It has been dry in California's winegrowing regions the past three months, approaching records in some areas, so the inch of rain that fell on Napa and Sonoma last week was welcome.
But it was just a drop in an empty bucket. The Santa Rosa newspaper reports that precipitation in the area from January through March was just below 4 inches, the smallest amount of rain recorded for that period in 72 years.
Paradoxically, the last six months of 2012 were some of the wettest on record. It's a typical La Niña pattern—rains like crazy early on and then it's bupkis more or less. The pattern has been similar in wine regions like the Sierra Foothills and in Santa Barbara County, where grower Peter Cargasacchi has gotten 6 inches of rain since December instead of the usual 15.

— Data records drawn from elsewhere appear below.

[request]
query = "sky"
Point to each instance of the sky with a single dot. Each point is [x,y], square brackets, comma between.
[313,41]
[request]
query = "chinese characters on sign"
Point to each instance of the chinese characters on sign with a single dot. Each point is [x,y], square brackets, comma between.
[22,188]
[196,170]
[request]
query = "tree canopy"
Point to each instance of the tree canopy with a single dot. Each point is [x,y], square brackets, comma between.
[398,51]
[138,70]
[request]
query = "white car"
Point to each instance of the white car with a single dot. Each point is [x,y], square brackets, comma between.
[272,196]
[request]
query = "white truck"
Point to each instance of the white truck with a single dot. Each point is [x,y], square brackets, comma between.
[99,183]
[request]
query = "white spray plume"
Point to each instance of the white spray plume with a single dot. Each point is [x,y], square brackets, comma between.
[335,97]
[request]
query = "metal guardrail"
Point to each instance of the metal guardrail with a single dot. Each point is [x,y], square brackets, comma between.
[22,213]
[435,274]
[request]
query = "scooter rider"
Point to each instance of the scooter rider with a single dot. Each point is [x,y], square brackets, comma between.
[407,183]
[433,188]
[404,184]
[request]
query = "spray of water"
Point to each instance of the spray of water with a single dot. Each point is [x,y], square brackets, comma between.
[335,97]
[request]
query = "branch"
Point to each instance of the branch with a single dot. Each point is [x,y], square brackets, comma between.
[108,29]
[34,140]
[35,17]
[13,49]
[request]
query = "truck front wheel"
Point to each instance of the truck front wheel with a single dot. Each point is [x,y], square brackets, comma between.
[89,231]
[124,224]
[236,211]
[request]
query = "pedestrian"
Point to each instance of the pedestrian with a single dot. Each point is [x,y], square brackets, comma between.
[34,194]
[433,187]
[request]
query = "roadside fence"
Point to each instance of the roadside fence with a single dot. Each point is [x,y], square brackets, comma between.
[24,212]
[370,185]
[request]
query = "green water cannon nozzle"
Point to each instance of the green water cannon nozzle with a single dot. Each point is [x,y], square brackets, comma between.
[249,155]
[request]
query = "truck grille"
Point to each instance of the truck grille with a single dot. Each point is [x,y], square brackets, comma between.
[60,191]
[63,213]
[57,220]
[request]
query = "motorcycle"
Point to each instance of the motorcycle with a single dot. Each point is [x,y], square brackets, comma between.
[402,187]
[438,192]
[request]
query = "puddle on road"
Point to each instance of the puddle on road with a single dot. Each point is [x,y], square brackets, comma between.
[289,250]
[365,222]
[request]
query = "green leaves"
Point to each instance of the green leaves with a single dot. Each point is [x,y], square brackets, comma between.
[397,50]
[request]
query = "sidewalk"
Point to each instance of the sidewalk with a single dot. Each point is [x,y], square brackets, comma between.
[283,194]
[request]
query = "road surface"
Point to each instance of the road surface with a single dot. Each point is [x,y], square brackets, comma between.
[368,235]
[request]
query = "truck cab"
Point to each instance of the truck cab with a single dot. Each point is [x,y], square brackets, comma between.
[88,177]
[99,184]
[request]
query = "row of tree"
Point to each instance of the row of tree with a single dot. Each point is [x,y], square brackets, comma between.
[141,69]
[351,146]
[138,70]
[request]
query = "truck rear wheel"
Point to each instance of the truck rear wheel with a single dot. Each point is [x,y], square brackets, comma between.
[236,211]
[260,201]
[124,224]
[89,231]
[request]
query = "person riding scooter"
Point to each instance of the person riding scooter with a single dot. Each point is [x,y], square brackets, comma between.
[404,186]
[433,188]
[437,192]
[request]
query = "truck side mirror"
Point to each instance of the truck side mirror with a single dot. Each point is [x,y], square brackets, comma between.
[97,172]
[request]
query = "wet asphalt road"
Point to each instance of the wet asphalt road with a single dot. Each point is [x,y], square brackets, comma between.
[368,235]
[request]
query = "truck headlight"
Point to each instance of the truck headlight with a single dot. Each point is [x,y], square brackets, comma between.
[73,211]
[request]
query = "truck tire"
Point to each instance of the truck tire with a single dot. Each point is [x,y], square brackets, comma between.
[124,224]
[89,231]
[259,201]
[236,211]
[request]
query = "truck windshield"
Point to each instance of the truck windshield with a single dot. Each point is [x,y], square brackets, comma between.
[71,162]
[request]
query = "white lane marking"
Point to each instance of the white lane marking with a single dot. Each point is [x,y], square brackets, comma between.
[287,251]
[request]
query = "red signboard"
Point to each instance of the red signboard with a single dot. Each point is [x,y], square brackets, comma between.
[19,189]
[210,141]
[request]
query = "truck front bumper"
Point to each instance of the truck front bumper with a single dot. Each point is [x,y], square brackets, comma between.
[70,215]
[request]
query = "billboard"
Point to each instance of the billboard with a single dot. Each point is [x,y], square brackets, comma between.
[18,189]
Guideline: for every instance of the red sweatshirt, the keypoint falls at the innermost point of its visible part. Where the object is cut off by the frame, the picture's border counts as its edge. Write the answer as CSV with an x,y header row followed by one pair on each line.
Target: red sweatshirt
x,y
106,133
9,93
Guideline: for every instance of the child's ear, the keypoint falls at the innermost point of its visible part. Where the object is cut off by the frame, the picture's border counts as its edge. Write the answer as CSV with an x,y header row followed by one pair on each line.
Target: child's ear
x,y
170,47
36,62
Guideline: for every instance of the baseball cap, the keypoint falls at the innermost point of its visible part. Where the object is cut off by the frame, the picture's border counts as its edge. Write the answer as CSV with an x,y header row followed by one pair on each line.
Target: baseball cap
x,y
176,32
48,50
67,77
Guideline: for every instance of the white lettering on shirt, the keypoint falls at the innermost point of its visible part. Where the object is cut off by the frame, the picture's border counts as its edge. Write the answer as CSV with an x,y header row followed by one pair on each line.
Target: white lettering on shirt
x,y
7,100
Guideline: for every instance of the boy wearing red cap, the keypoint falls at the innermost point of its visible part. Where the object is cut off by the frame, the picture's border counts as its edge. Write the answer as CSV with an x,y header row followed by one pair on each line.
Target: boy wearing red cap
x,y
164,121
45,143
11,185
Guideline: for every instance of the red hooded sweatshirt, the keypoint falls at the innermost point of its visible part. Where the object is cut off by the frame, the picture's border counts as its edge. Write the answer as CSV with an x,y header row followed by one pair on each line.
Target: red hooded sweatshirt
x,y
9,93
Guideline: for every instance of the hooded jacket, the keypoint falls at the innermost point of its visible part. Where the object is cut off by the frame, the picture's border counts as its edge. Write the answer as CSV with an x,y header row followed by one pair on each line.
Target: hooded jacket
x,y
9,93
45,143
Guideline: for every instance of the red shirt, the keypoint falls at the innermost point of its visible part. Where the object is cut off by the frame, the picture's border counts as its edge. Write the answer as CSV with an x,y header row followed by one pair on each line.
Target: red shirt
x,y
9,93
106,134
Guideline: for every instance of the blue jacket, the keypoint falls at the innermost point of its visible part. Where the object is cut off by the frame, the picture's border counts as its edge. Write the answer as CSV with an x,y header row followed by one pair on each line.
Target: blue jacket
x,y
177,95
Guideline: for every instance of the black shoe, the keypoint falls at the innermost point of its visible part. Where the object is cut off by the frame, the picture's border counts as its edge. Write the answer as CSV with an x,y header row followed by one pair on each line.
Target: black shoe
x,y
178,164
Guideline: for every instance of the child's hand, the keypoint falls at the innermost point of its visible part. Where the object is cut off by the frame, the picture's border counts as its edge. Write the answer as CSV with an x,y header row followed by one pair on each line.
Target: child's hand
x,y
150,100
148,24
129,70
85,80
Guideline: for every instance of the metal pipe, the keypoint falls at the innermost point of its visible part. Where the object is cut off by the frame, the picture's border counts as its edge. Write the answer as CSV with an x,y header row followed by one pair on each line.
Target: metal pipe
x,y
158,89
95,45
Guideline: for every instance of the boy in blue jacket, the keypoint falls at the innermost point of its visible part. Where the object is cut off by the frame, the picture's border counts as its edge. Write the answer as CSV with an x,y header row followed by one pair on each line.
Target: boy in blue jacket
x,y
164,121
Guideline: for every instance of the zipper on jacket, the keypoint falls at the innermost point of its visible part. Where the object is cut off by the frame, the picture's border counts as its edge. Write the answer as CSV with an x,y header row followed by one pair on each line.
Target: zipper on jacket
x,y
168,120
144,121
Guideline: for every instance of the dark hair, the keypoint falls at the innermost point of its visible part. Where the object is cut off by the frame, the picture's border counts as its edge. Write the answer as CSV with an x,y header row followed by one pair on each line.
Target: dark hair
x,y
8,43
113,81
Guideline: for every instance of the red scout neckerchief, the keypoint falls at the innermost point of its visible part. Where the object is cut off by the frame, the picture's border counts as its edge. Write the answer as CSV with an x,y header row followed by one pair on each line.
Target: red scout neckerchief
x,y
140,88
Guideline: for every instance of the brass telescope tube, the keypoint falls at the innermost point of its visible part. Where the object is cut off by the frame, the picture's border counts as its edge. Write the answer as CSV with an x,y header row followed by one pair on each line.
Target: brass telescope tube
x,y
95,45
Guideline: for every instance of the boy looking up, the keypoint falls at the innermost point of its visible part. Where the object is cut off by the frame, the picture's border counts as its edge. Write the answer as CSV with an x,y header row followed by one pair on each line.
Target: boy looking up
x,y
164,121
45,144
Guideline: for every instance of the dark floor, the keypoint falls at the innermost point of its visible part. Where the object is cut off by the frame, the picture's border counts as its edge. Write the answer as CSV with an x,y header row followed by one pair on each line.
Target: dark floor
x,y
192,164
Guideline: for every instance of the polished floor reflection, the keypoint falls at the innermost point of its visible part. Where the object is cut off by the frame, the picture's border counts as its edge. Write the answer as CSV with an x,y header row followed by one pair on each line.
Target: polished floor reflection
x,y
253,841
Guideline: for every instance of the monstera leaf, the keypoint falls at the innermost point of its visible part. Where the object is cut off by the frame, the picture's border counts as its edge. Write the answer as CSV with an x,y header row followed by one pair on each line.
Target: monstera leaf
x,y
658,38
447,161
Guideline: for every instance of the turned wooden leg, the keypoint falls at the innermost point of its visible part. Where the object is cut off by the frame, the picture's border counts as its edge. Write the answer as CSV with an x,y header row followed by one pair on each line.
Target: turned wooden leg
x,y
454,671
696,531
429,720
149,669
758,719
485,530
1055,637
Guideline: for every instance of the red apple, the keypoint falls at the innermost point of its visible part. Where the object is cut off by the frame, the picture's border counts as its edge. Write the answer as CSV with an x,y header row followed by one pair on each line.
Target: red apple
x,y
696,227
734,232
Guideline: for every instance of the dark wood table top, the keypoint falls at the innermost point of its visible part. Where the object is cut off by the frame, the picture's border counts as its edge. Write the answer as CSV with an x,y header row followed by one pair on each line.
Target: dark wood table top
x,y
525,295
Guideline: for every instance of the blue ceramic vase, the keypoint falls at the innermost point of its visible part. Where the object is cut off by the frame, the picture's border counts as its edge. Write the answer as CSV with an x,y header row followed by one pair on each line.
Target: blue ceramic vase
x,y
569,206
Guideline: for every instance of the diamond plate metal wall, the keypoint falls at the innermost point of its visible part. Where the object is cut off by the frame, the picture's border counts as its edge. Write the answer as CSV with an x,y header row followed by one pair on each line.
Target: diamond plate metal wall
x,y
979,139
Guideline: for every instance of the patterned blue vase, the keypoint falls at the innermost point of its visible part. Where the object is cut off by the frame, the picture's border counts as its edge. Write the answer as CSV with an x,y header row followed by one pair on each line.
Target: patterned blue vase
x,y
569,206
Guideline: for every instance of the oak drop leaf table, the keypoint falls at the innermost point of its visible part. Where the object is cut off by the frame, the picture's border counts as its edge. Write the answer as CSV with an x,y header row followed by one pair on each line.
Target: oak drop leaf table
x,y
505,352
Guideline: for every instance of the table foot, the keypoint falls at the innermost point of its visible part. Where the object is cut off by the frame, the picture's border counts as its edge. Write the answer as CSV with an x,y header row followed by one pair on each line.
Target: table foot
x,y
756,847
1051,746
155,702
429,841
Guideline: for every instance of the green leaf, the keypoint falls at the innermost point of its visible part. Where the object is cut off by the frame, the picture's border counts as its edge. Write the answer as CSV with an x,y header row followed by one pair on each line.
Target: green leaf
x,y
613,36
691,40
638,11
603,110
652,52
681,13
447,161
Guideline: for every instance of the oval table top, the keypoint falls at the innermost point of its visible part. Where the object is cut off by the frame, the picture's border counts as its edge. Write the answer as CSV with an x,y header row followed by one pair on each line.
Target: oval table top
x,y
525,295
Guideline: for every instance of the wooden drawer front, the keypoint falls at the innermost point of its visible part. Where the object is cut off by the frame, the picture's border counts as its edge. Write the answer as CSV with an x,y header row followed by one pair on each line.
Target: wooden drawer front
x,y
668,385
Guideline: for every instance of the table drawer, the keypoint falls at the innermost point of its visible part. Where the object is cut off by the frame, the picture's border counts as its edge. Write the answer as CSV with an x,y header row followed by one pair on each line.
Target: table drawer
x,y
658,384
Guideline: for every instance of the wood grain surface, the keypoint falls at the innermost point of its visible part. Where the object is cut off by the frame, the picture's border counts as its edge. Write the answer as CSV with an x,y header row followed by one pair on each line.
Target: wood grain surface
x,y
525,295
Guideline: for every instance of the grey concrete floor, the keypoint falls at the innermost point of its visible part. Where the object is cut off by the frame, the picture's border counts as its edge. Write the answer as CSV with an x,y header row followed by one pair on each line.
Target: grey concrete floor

There's no reason to panic over the 2013 crop, however. Vineyards are resilient and most growers have reservoirs that allow them to ration water as they need it, but those aren't as full as they used to be.
With or without the rain, there's plenty happening in California's vineyards. The vines are in the midst of budbreak, when the first green leaves begin to appear. Some vineyards are still dormant while others have 4-inch shoots, and it all depends on the location and the grape variety. Budbreak is running a little late in some regions because of the chilly temperatures through much of this year.
Frost is a big concern right now, and when the vines begin to flower in a few weeks, rain itself can be an issue, especially if it's an extended downpour packing lots of wind. That could affect the size and set of the 2013 crop.
Meanwhile, growers will be busy mowing and disking cover crop, applying some of the first mildew treatments, finishing up the last of the pruning and tying down canes to train the vines for the coming growth.
It's a beautiful time in the vineyards, with the spring flowers blooming and the mountains glowing green from that much-needed—albeit small—shot of rain.